The key difference between being president of a campus and other administrative roles, however, is overseeing a larger population and many more components, much like a city, she explained.

“In many ways, when I talk to mayors, being a college president is very similar because you have all the people, but you also have all the buildings and the utilities and when anything goes wrong, even though you have someone in charge of it, you’re worrying about it as well,” she said.

She is not only a leader on-campus, however. In January, she was elected as a commissioner for the Middle States Commission on Higher Education, where she reviews colleges and universities from seven states and the U.S. Virgin Islands to determine accreditation for different institutions. She attributes her successes to her own passion for academia that she fostered when she was a student.

“The only reason that I went into higher education is that I really enjoy working with college-aged students,” she said. “My kids tell me that I so loved college, that I never left.”

Conway-Turner’s value of higher education, both as a first-generation college student and as an administrator, inspired her primary goals when she arrived at Buffalo State.

“The role of a president is to really lead your institution forward,” she said, “so one of the things that I wanted to do initially was to make sure that we worked on our next strategic plan.”

Established in 2016, Buffalo State’s most recent strategic plan is a five-year proposal that was built around, and is intended to enhance, the student experience.

The plan was designed specifically for students navigating and seeking opportunities within the urban environment surrounding the campus.

“Buffalo State is an urban-engaged campus, so that frames a lot of the work that we do;” Conway-Turner said. “preparing students to understand the urban environment, to be able to work wherever they go…so that the great things that happen on campus are also benefitting the larger community in lots of ways.”

She noted some of the benefits that students have at an urban-engaged campus, like a wider array of career and internship opportunities and a diverse and culturally competent community. She also described the advantages of overseeing a campus that is so involved with its surroundings.

“Being an urban environment really just provides so many more layers to what is possible for our institution and what is possible in terms of our contribution to the environment as well,” she said. “I think Buffalo is a really great city, and there are just so many opportunities for our students.”

As there are advantages, there are also challenges of managing an urban-engaged campus. Conway-Turner admits that her administration’s goals of closing the financial gap for every student and graduating 100 percent of first-year students in four years are often thwarted by the financial struggles faced by many scholars.

“I understand, just from working with thousands and thousands of other students, the likelihood of the student coming back is just diminished,” she said, “so you’re always working with students with whatever other issues, whether personal issues, health issues, family issues, to help them navigate the choppy waters.”

She explained the importance of making time to be attentive to the individual needs of students, especially when competing factors can interfere with their academic pursuits.

“I have been in higher ed for over 30 years, and sometimes people want to give advice, but you can’t give advice until you know what the person needs,” she said. “Slow down, yes; but also listen to what the person says and then that’ll give you the opening to know what you might share with them that could be helpful.”
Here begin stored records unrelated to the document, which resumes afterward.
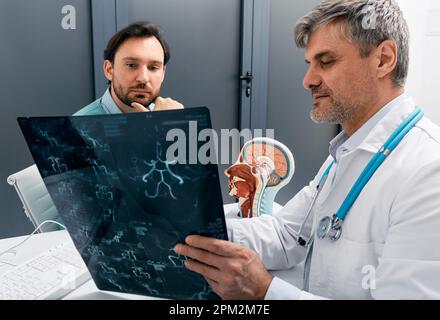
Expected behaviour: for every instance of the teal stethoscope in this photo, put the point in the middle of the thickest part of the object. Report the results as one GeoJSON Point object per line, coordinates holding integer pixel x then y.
{"type": "Point", "coordinates": [331, 227]}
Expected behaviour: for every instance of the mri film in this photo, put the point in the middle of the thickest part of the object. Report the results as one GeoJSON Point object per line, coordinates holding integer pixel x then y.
{"type": "Point", "coordinates": [125, 200]}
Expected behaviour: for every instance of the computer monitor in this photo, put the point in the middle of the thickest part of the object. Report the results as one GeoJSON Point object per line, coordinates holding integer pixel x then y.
{"type": "Point", "coordinates": [129, 188]}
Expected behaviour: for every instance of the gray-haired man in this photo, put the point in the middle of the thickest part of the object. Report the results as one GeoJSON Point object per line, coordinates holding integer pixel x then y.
{"type": "Point", "coordinates": [357, 56]}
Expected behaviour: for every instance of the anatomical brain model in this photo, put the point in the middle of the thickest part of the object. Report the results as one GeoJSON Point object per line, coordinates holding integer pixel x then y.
{"type": "Point", "coordinates": [263, 167]}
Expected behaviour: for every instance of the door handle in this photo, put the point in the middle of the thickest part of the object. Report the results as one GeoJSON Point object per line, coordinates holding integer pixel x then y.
{"type": "Point", "coordinates": [248, 78]}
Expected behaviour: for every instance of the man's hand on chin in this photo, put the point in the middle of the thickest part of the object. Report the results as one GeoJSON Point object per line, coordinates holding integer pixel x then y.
{"type": "Point", "coordinates": [160, 104]}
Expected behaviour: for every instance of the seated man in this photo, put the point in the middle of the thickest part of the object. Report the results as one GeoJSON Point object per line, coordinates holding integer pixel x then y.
{"type": "Point", "coordinates": [135, 65]}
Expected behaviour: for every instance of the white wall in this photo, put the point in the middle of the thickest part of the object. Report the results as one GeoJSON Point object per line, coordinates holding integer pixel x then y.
{"type": "Point", "coordinates": [423, 17]}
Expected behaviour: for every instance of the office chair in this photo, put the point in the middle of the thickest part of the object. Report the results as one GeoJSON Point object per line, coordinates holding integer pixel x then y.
{"type": "Point", "coordinates": [37, 203]}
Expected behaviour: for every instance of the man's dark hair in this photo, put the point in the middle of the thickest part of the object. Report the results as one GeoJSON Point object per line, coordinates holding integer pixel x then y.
{"type": "Point", "coordinates": [135, 30]}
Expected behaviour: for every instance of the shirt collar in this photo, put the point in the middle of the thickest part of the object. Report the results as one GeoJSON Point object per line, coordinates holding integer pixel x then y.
{"type": "Point", "coordinates": [109, 104]}
{"type": "Point", "coordinates": [373, 134]}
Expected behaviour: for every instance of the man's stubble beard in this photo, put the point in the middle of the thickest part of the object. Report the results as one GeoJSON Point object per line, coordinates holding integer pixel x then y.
{"type": "Point", "coordinates": [126, 100]}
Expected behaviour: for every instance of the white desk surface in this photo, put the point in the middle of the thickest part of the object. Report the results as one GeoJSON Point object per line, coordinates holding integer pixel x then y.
{"type": "Point", "coordinates": [41, 242]}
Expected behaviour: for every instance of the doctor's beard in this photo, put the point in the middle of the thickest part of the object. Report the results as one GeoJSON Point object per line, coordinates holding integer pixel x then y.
{"type": "Point", "coordinates": [338, 110]}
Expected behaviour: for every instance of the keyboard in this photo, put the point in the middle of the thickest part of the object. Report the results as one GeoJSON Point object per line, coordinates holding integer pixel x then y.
{"type": "Point", "coordinates": [50, 275]}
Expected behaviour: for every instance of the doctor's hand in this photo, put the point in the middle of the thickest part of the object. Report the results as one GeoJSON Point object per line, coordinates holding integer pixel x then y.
{"type": "Point", "coordinates": [160, 104]}
{"type": "Point", "coordinates": [232, 270]}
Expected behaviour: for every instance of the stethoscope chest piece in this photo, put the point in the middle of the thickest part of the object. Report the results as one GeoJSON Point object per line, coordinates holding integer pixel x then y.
{"type": "Point", "coordinates": [329, 227]}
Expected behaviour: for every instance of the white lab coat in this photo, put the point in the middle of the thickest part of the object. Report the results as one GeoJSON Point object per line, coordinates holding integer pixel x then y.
{"type": "Point", "coordinates": [390, 244]}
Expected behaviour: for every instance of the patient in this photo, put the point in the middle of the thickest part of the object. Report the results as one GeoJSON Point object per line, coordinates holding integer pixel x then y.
{"type": "Point", "coordinates": [135, 63]}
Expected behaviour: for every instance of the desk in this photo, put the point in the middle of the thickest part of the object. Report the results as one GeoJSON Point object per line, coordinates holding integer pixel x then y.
{"type": "Point", "coordinates": [88, 291]}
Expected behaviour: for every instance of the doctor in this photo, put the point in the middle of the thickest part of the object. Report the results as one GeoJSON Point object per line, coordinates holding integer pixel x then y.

In addition to offering emotional support, the president also stays connected with students by supporting their creative and academic endeavors. While she appreciates various forms of student-driven events, including campus-wide research conferences and musical performances, she admits that she especially enjoys attending campus theatre productions.

“I really enjoy watching the development of our students in the theatre program and particularly getting to see them in more than one as they progress through; that is really exciting,” she said.

As she approaches her fifth year at Buffalo State, President Conway-Turner wants her students to understand that she remains devoted to seeing them succeed and thrive at Buffalo State and beyond.

“I hope they know that they have a president that really is here to support each and every student toward their success,” she said. “Even if I make an unpopular decision, I hope they understand that it’s all about moving our students to success and doing all that I can do to make sure all our students are as successful as they can be.”